Hepimiz liderinden idaresine, hocasından kaptanına tüm ekip olarak, tek beden olarak, bugün bizi açıklamaları yapmaya mecbur eden zihniyetle çaba etmek için hırsla dolmuş durumdayız. İnşallah bu hafta sonunda başlayan ve bu hırsla bu inançla, tek beden olmuş halde omuz omuza teker teker bütün maçlarımızı kazanmak için var gücümüzle çaba edeceğiz.
“BU LİG ADİL YÖNETİLİRSE FENERBAHÇE ŞAMPİYONLUĞUN EN BÜYÜK ADAYI OLUR”
Hafta başında Samandıra’da hocamız, kaptanımızla yemek yedik. Hepsinin gözünde ışığı gördük.
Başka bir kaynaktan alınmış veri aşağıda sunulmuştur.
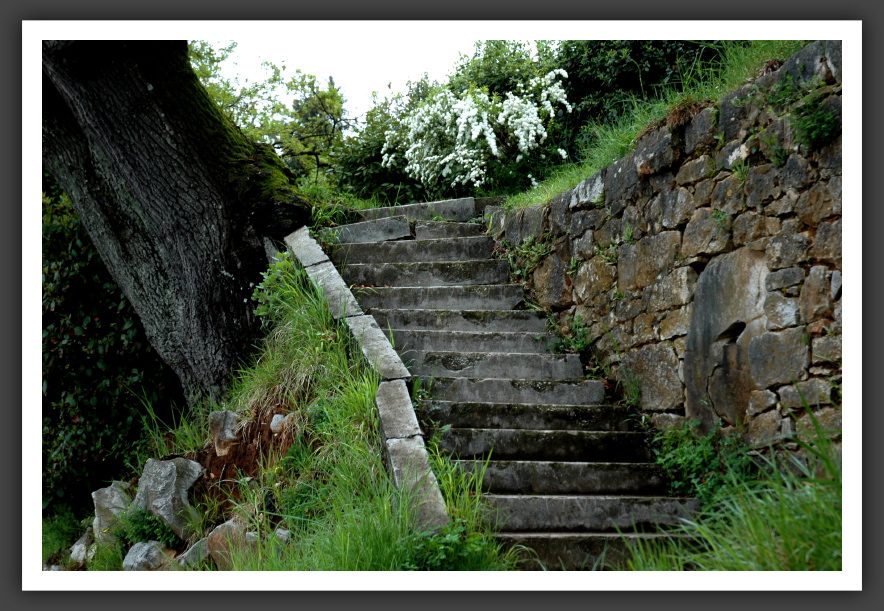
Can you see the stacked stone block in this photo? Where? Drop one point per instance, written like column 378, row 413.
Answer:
column 708, row 261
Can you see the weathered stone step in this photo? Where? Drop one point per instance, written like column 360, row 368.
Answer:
column 576, row 551
column 433, row 230
column 393, row 228
column 477, row 297
column 414, row 251
column 473, row 341
column 492, row 364
column 548, row 477
column 463, row 209
column 461, row 320
column 427, row 273
column 540, row 392
column 555, row 446
column 526, row 416
column 583, row 512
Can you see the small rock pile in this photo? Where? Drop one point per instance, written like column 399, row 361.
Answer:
column 162, row 492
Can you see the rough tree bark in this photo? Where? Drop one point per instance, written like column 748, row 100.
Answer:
column 175, row 198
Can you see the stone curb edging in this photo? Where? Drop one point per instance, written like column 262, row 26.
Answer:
column 406, row 454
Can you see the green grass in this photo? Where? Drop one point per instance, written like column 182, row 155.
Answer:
column 331, row 490
column 785, row 518
column 59, row 533
column 610, row 142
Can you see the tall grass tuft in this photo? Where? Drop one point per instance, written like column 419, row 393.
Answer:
column 331, row 490
column 787, row 518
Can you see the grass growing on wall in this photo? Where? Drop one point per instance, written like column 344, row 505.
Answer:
column 612, row 141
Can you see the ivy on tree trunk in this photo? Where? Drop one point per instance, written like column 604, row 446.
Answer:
column 176, row 199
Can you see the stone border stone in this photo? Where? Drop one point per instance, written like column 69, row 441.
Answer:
column 406, row 455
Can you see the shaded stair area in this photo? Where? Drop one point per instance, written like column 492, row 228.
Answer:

Alanda alın teriyle verdikleri çabanın hakem kararlarıyla karşılığını alamadıkça, inançları zayıflar diye korkuyordum fakat onların ne kadar hırslandığını, bu hırsın bizi de hırslandırdığını gördüm, Kadronun gözündeki ateş kat be kat artmış durumda. Hocamız ve futbolcularımız bu hafta havlu attık diyenlere karşı nasıl inandıklarını gösterecek. Pazar günü ne yaşayacağız bilmiyorum ancak bu lig, bu haftadan itibaren adil formda yönetilirse, Fenerbahçe şampiyonluğun en büyük adaylarından birisidir. Bizim haklı gayretimizde yanımızda olanları ve köstek olmaya çalışanları görüyoruz. Topluluğun içindeki insanların yapılan haksızlıklara karşı nasıl sustuklarını ve kimilerinin dayanak olduklarını da görüyoruz. Bizler yolcuyuz. İnşallah bir gün idaresi bıraktığımız vakit ben ve arkadaşlarım bu duruma düşmeyiz. Sizlere ve büyük taraftarımıza teşekkür ediyorum.”